The insurer had sought to argue that a liability insurer should only be held liable under section 51 if it has controlled the litigation in its own interest, without paying appropriate regard to the insured's interests. But the Court of Appeal placed more importance on the principle of reciprocity: if the insured had won, all the claimants (both insured and uninsured) would have been liable equally to contribute the other side's costs.
The Court of Appeal noted that the decision has caused consternation in the insurance industry and amongst insurance lawyers but went on to find that "It is, in my judgment, fanciful to suppose that when [the insurer] entered into the contract of insurance they expected that, if called upon to indemnify [the insured] against a claim for defective products, such a claim would be brought by a random mix of insured and uninsured claimants. The expectation must have been that, if called upon to indemnify [the insured], [the insurer] would potentially be liable for all the costs of an unsuccessful defence. It is in that sense that I agree with the judge that to require [the insurer] to pay the costs of the uninsured claimants is no more than [the insurer] bargained for. That feature in itself distinguishes this case from cases where the combined award of damages and costs exceeds the policy limit. In the present case there was no such limitation".

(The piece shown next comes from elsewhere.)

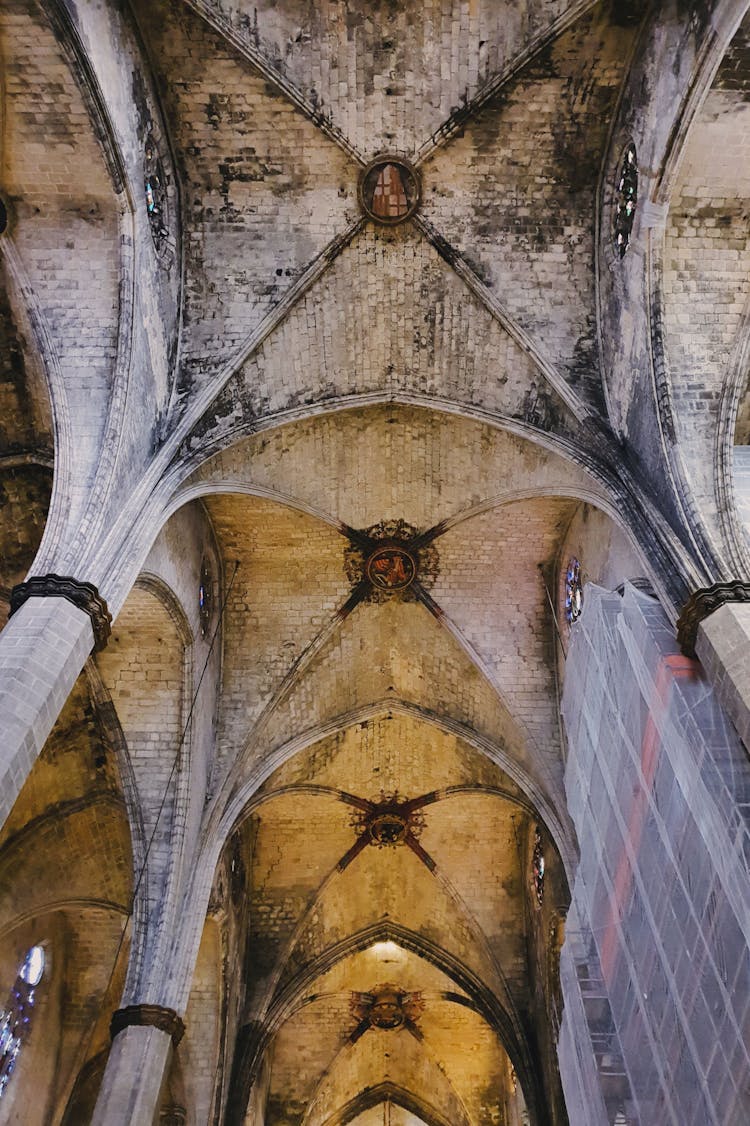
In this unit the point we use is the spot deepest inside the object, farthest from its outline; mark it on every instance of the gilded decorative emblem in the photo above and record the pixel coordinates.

At first instance, the judge had placed emphasis on the fact that, but for the insurer's involvement, the defendant would have disclosed at an early stage that there was no insurance for the "worried well" claims and the applicants would most likely have discontinued their claims. The Court of Appeal was unpersuaded by the argument that the judge had been wrong to conclude that the lack of insurance should have been disclosed, given that there is no duty to disclose the cover limit in a policy of insurance (see Cormack v Excess Insurance Co Ltd ). The Court of Appeal concluded that: "First, it was not alleged in that case that the failure to disclose the cover limit had any causative effect on costs. In our case, by contrast, the judge was satisfied that if the lack of insurance had been disclosed costs would not have been incurred. Second, the non-disclosure in that case was the cover limit. The non-disclosure in our case was the non-existence of any insurance at all". Furthermore, it was held that Cormack did not say that a failure to disclose the limit of cover was irrelevant.